First note, that if $X \sim \mathrm{N}(0,1)$, that also $-X \sim \mathrm{N}(0,1)$, you can see this when noting, that the probability density function of $\mathrm{N}(0,1)$ is symmetric around $0$. Which to me would be an intuitive explanation of why this statement is true. However, this explanation works only, if $X$ and $Y_p$ are independent, hence I will assume that in the following.

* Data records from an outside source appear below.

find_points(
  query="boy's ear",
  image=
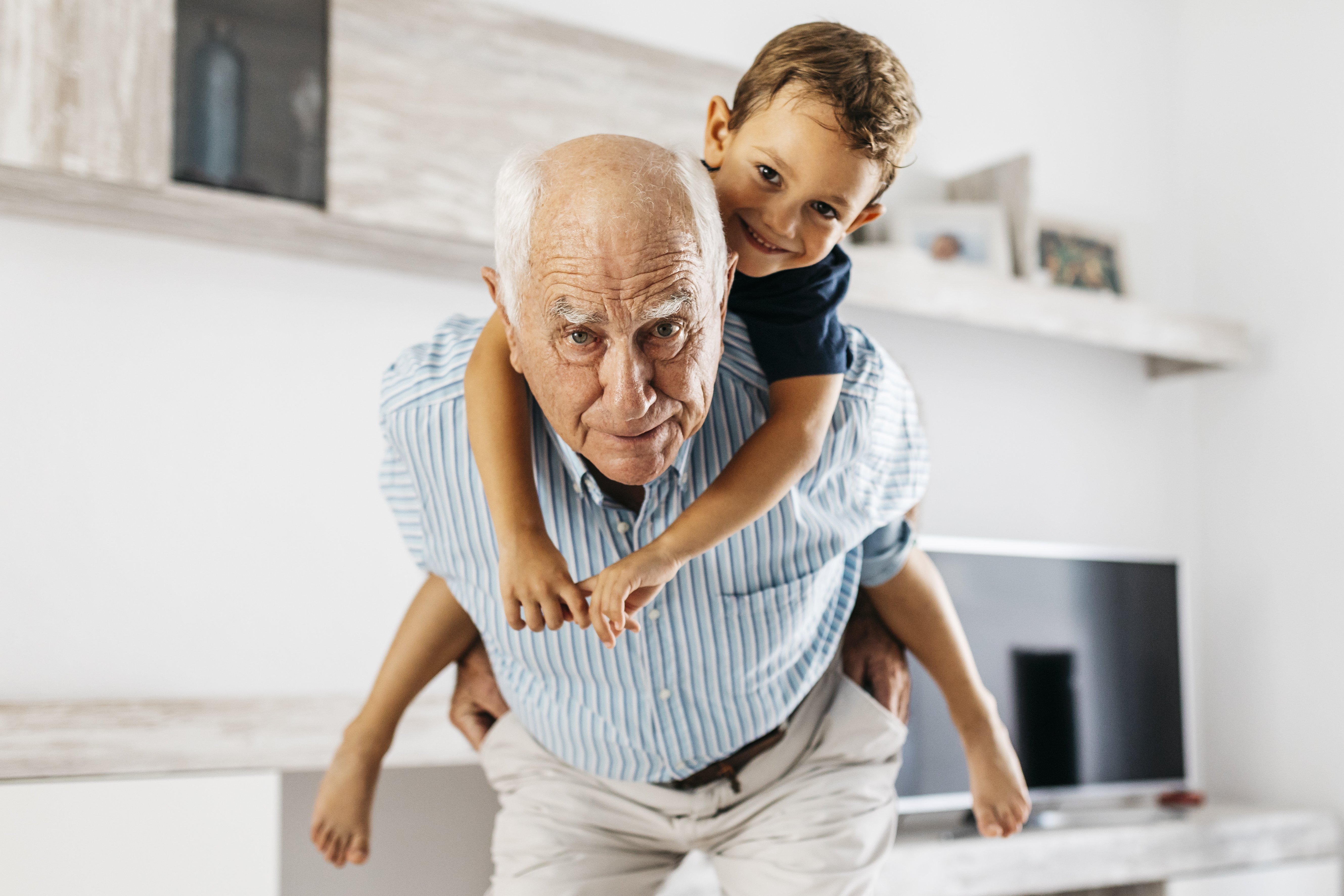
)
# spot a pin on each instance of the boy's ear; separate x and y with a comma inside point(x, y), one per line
point(717, 132)
point(869, 216)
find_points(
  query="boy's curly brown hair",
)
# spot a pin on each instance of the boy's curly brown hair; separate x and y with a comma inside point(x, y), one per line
point(847, 69)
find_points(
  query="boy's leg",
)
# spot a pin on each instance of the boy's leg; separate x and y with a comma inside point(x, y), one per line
point(826, 825)
point(562, 832)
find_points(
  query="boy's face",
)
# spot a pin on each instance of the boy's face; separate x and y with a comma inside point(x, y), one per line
point(789, 186)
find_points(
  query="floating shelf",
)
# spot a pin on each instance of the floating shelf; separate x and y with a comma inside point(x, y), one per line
point(909, 283)
point(887, 279)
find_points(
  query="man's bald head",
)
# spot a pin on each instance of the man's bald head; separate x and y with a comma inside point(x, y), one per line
point(597, 180)
point(613, 283)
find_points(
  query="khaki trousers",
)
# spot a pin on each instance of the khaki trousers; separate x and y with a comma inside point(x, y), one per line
point(816, 815)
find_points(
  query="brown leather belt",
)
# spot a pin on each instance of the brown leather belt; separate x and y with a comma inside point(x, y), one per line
point(730, 766)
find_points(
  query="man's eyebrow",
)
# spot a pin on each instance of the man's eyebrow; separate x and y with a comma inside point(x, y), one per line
point(565, 310)
point(670, 307)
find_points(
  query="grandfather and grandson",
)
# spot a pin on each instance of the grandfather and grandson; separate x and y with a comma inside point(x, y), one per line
point(616, 449)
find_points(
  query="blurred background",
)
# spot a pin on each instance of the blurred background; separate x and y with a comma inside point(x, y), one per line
point(221, 221)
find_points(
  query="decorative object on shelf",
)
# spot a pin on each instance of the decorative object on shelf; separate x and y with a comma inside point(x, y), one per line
point(970, 234)
point(1080, 257)
point(250, 105)
point(308, 103)
point(216, 119)
point(1009, 183)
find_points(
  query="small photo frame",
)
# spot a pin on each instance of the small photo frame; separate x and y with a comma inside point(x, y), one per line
point(1080, 257)
point(966, 234)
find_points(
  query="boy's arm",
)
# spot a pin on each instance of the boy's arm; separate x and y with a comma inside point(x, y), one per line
point(534, 577)
point(759, 476)
point(919, 610)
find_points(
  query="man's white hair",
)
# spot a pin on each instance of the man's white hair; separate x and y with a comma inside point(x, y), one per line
point(519, 189)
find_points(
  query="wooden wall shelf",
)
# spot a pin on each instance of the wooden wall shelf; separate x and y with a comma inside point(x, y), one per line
point(908, 283)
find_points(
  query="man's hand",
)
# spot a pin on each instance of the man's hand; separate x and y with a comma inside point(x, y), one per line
point(478, 702)
point(876, 660)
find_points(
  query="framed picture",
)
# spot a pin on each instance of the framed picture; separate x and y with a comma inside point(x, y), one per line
point(1009, 183)
point(1080, 257)
point(970, 234)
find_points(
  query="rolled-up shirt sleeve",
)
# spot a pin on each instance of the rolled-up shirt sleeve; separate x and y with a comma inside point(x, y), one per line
point(400, 490)
point(885, 553)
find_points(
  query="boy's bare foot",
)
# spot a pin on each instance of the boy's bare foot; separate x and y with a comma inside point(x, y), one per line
point(998, 788)
point(345, 801)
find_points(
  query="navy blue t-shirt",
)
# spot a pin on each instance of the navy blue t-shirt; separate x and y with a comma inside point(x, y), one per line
point(792, 320)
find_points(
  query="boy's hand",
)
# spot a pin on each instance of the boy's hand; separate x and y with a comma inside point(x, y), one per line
point(537, 588)
point(624, 588)
point(998, 788)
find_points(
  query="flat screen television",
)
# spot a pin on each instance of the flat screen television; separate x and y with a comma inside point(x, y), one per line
point(1082, 651)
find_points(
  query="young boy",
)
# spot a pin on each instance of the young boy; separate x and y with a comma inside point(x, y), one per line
point(815, 136)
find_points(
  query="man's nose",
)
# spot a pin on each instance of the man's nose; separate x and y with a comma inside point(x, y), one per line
point(627, 378)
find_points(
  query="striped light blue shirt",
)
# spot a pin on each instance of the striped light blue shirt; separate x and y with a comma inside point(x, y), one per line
point(730, 645)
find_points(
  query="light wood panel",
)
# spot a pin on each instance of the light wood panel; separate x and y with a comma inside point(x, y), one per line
point(85, 86)
point(158, 737)
point(237, 219)
point(429, 97)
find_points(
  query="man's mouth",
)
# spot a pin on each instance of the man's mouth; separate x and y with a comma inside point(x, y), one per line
point(648, 436)
point(759, 241)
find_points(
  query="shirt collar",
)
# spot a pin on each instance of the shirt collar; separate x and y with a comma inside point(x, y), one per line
point(582, 479)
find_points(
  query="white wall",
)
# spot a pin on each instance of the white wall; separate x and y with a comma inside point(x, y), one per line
point(1263, 143)
point(190, 456)
point(190, 465)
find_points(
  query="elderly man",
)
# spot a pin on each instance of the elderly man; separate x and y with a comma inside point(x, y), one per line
point(725, 725)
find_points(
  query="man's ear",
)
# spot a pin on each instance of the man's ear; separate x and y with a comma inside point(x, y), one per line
point(728, 288)
point(717, 132)
point(492, 284)
point(869, 216)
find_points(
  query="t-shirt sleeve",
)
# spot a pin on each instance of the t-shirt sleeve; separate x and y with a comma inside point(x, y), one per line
point(811, 347)
point(400, 491)
point(885, 553)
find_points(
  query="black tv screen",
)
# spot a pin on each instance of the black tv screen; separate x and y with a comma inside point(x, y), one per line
point(1084, 659)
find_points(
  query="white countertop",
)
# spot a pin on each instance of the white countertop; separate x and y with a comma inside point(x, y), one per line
point(299, 734)
point(1049, 862)
point(155, 737)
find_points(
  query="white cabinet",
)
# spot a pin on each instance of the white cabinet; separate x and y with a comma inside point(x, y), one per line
point(213, 835)
point(1295, 879)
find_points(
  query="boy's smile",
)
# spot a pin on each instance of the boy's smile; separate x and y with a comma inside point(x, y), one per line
point(788, 182)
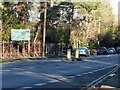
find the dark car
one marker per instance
(111, 51)
(102, 50)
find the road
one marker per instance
(53, 73)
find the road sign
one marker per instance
(20, 34)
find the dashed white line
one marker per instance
(24, 88)
(71, 76)
(53, 81)
(40, 84)
(63, 79)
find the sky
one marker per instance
(114, 4)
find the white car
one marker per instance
(84, 51)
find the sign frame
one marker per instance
(20, 34)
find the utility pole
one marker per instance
(44, 29)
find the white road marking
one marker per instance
(63, 79)
(53, 81)
(24, 88)
(111, 75)
(78, 75)
(40, 84)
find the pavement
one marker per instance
(53, 73)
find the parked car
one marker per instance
(102, 50)
(111, 51)
(84, 51)
(118, 50)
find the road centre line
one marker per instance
(53, 81)
(24, 88)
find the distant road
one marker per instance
(52, 73)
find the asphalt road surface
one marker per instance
(53, 73)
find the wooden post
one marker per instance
(29, 48)
(3, 50)
(18, 48)
(11, 49)
(44, 29)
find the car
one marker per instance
(102, 50)
(84, 51)
(111, 51)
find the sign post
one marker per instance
(21, 34)
(69, 54)
(77, 53)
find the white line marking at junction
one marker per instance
(53, 81)
(111, 75)
(40, 84)
(71, 76)
(25, 88)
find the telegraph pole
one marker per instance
(44, 29)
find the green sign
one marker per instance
(20, 34)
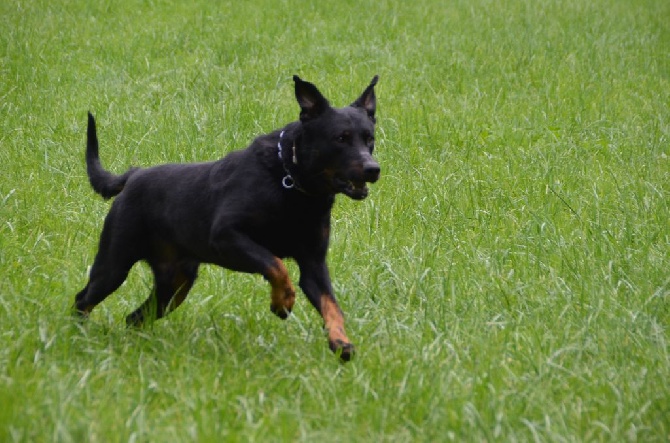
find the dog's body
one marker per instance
(245, 212)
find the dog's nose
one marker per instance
(371, 171)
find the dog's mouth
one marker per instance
(355, 189)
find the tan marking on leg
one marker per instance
(333, 321)
(283, 293)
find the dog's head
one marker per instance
(337, 143)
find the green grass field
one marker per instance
(508, 279)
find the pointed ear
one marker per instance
(312, 103)
(367, 100)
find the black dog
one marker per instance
(244, 212)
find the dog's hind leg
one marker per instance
(172, 282)
(118, 251)
(102, 282)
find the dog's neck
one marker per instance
(289, 160)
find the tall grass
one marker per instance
(507, 278)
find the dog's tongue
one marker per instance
(356, 190)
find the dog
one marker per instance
(245, 212)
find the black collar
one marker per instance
(288, 182)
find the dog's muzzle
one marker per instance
(355, 185)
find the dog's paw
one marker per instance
(280, 311)
(345, 350)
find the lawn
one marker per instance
(507, 279)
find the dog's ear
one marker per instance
(367, 100)
(312, 103)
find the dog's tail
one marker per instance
(103, 182)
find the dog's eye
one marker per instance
(345, 137)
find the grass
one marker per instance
(507, 279)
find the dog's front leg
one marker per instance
(315, 283)
(238, 252)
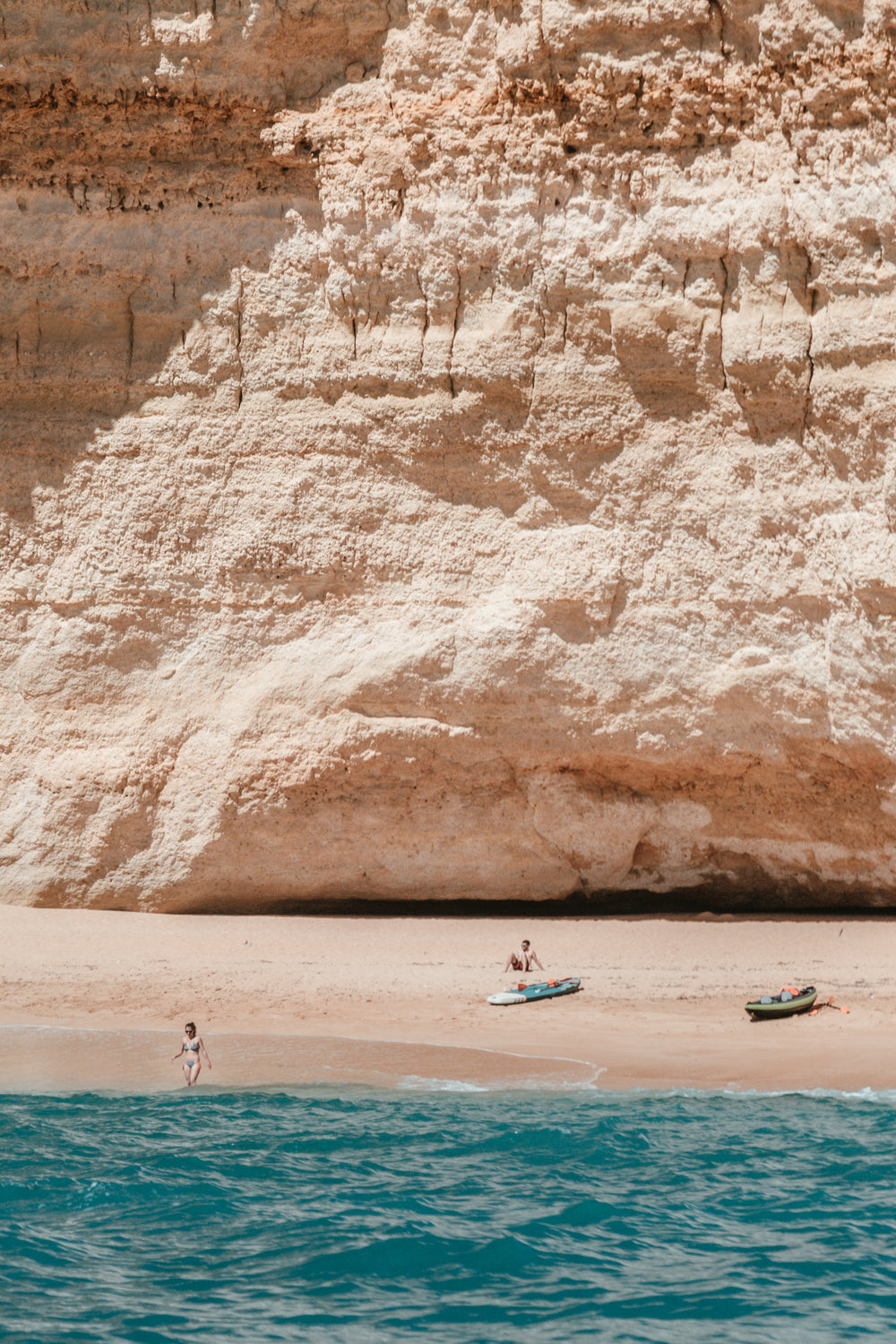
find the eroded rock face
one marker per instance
(447, 451)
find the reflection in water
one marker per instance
(69, 1059)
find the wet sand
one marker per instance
(395, 1000)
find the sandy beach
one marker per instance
(392, 1000)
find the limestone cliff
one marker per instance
(447, 449)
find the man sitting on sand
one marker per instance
(522, 960)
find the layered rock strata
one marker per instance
(447, 451)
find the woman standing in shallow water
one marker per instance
(191, 1046)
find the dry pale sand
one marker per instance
(392, 1000)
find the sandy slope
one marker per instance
(662, 1000)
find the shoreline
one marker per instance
(662, 1002)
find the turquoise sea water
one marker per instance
(360, 1215)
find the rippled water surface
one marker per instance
(479, 1217)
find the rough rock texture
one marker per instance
(447, 451)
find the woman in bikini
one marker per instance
(191, 1046)
(522, 960)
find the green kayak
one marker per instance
(783, 1004)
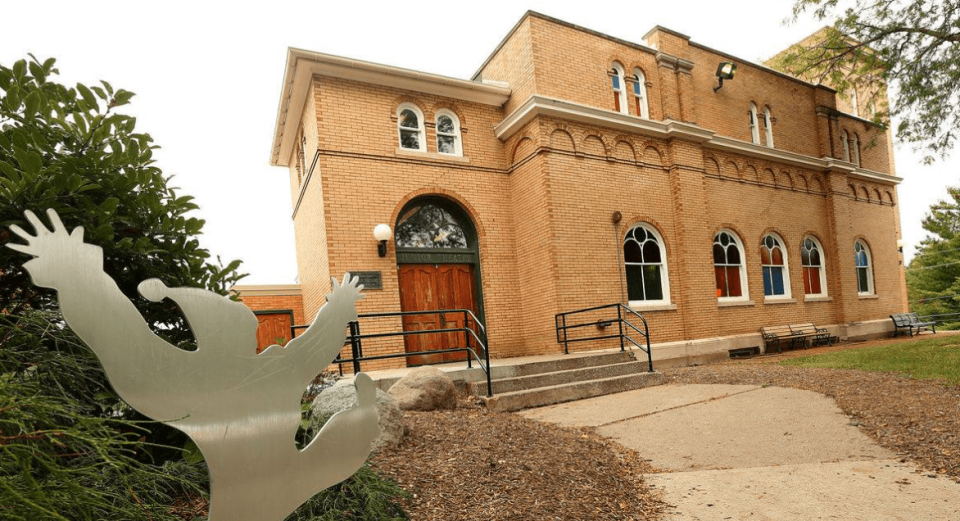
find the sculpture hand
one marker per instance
(59, 255)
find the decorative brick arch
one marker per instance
(644, 219)
(446, 194)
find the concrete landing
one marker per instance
(746, 452)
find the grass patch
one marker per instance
(928, 359)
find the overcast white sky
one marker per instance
(207, 77)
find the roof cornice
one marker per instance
(543, 106)
(302, 66)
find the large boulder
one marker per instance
(343, 395)
(425, 389)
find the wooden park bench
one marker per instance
(910, 323)
(798, 334)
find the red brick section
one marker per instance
(542, 200)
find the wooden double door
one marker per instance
(426, 287)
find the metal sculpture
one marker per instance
(242, 409)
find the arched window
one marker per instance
(728, 267)
(410, 127)
(768, 126)
(448, 133)
(429, 225)
(864, 273)
(619, 93)
(773, 261)
(845, 139)
(645, 263)
(856, 149)
(640, 93)
(814, 274)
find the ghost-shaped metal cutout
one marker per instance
(242, 409)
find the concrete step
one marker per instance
(522, 383)
(562, 364)
(517, 400)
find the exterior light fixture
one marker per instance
(725, 71)
(382, 233)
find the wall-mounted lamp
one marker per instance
(725, 71)
(382, 233)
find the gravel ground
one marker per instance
(918, 420)
(473, 465)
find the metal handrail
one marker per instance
(562, 327)
(355, 338)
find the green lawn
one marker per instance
(931, 358)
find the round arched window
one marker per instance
(428, 225)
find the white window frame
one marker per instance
(420, 128)
(458, 140)
(754, 124)
(856, 149)
(769, 126)
(640, 93)
(845, 138)
(787, 289)
(664, 275)
(622, 91)
(823, 266)
(744, 287)
(871, 290)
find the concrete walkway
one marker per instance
(746, 452)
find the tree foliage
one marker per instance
(912, 45)
(933, 276)
(69, 149)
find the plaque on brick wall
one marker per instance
(369, 279)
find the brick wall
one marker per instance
(542, 199)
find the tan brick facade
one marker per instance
(545, 166)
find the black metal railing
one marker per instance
(478, 335)
(602, 318)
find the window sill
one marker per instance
(734, 303)
(779, 301)
(653, 307)
(431, 155)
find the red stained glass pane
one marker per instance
(733, 282)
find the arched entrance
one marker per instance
(438, 266)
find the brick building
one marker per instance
(576, 169)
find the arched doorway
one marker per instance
(438, 267)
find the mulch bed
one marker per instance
(473, 465)
(917, 420)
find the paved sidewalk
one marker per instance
(748, 452)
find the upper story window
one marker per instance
(864, 273)
(728, 267)
(768, 126)
(773, 260)
(855, 146)
(619, 93)
(814, 275)
(640, 93)
(410, 127)
(448, 133)
(754, 125)
(645, 263)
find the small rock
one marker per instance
(425, 389)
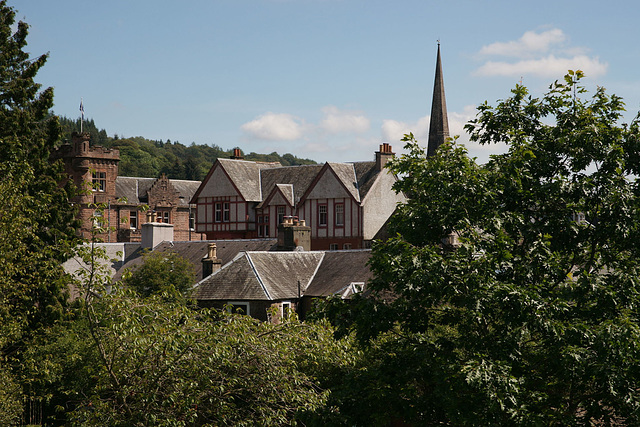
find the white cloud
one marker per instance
(338, 121)
(275, 126)
(539, 54)
(550, 66)
(530, 43)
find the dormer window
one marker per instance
(99, 181)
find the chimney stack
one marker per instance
(384, 155)
(237, 154)
(294, 234)
(154, 233)
(211, 263)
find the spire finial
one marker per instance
(439, 125)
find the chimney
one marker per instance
(80, 142)
(237, 154)
(154, 233)
(294, 234)
(211, 263)
(383, 156)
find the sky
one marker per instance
(328, 80)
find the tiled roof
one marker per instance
(274, 275)
(338, 270)
(300, 177)
(194, 251)
(260, 276)
(366, 174)
(135, 189)
(246, 176)
(346, 174)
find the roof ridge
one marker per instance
(255, 271)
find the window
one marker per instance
(163, 216)
(99, 181)
(322, 215)
(192, 220)
(286, 310)
(263, 225)
(339, 208)
(218, 212)
(133, 219)
(238, 307)
(280, 211)
(226, 210)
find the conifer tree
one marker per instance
(37, 225)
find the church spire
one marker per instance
(439, 125)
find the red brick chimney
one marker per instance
(384, 155)
(211, 263)
(237, 154)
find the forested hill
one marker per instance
(147, 158)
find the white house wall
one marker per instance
(379, 204)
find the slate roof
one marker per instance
(135, 189)
(300, 177)
(194, 251)
(260, 276)
(246, 176)
(338, 270)
(366, 174)
(347, 175)
(274, 276)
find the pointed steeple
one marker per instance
(439, 125)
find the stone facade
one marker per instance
(123, 201)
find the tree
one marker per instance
(510, 292)
(37, 224)
(161, 273)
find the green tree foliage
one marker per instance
(162, 273)
(510, 293)
(132, 361)
(37, 225)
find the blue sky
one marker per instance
(328, 80)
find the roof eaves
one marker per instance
(315, 271)
(255, 271)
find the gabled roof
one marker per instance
(260, 276)
(135, 189)
(246, 176)
(194, 251)
(366, 174)
(300, 177)
(338, 270)
(274, 276)
(347, 175)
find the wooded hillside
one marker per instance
(143, 157)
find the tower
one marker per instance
(439, 125)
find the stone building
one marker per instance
(344, 204)
(123, 202)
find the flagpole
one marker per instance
(81, 115)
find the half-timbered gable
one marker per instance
(243, 199)
(331, 207)
(227, 198)
(283, 188)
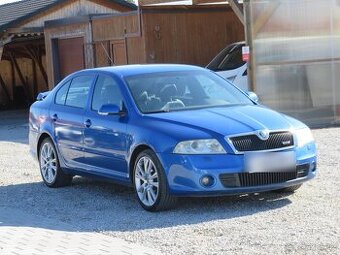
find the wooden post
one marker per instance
(1, 51)
(237, 8)
(21, 77)
(3, 86)
(36, 57)
(35, 80)
(249, 42)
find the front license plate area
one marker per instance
(270, 162)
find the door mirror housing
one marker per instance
(110, 109)
(253, 96)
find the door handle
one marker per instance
(55, 117)
(88, 123)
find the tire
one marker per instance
(290, 189)
(50, 170)
(151, 184)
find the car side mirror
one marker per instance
(110, 109)
(253, 96)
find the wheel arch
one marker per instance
(138, 149)
(41, 138)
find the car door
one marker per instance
(67, 113)
(105, 141)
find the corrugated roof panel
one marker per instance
(18, 11)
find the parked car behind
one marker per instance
(229, 65)
(169, 131)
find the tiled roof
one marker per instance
(13, 13)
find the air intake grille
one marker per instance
(259, 179)
(276, 140)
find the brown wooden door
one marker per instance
(118, 52)
(71, 55)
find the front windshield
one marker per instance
(169, 91)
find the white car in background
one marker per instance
(229, 64)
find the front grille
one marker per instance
(259, 179)
(252, 142)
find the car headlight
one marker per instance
(303, 136)
(203, 146)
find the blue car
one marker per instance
(169, 131)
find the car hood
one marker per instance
(230, 120)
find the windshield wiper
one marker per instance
(159, 111)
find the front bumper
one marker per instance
(184, 172)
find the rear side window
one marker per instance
(232, 61)
(106, 92)
(79, 91)
(62, 94)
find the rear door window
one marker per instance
(79, 90)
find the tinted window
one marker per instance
(62, 93)
(79, 90)
(106, 92)
(232, 60)
(163, 92)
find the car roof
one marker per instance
(131, 70)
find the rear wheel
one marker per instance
(289, 189)
(150, 183)
(51, 173)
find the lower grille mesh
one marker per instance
(259, 179)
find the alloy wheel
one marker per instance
(147, 181)
(48, 163)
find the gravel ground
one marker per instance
(306, 222)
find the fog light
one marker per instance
(207, 181)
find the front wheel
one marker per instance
(51, 172)
(150, 183)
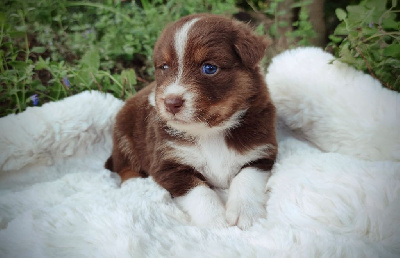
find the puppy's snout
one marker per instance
(173, 104)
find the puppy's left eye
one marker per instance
(209, 69)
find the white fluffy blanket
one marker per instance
(335, 189)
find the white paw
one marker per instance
(243, 214)
(247, 198)
(204, 207)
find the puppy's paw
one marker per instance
(247, 198)
(204, 207)
(242, 213)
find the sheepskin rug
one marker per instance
(334, 192)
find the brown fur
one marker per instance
(141, 130)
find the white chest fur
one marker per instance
(211, 156)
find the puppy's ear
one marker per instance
(249, 46)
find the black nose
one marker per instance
(173, 104)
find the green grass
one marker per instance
(50, 49)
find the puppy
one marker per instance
(206, 123)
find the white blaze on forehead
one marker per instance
(180, 44)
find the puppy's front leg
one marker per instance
(192, 194)
(247, 197)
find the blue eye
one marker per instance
(209, 69)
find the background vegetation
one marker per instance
(53, 49)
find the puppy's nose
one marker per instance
(173, 104)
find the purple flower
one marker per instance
(35, 99)
(66, 82)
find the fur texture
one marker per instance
(190, 128)
(57, 200)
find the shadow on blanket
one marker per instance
(335, 189)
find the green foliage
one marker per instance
(368, 38)
(54, 49)
(299, 32)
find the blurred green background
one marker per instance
(53, 49)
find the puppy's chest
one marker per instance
(212, 158)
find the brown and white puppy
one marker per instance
(206, 123)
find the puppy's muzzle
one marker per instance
(173, 104)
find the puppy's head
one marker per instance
(207, 72)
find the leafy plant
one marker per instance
(368, 38)
(53, 49)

Anyway, let's dig more into detail. Let $A \subseteq \mathbb{R}$ (measurable) and \begin{align*}\mathbb{P}(Z_p \in A) &= \mathbb{P}(\{Z_p \in A\} \cap \{Y_p = 1\}) + \mathbb{P}(\{Z_p \in A\} \cap \{Y_p = 0\}) \\ &= \mathbb{P}(\{-X \in A\} \cap \{Y_p = 1\}) + \mathbb{P}(\{X \in A\} \cap \{Y_p = 0\}).\end{align*} The last statement is true, since we know whether $Z_p = -X$ or $Z_p = X$, if we fix $Y_p$. Since $X$ and $Y_p$ are independent, we obtain \begin{align*}\mathbb{P}(\{-X \in A\} \cap \{Y_p = 1\}) &= p\mathbb{P}(\{-X \in A\}, \\ \mathbb{P}(\{X \in A\} \cap \{Y_p = 0\}) &= (1-p)\mathbb{P}(\{X \in A\}.\end{align*} The symmetry of $\mathrm{N}(0,1)$ implies that $\mathbb{P}(X \in A) = \mathbb{P}(-X \in A)$. Applying that first displayed formula, we obtain $$\mathbb{P}(Z_p \in A) = (p + 1 -p)\mathbb{P}(X \in A) = \mathbb{P}(X \in A) = \mathrm{N}(0,1)(A).$$ Hence, $Z_p \sim \mathrm{N}(0,1)$.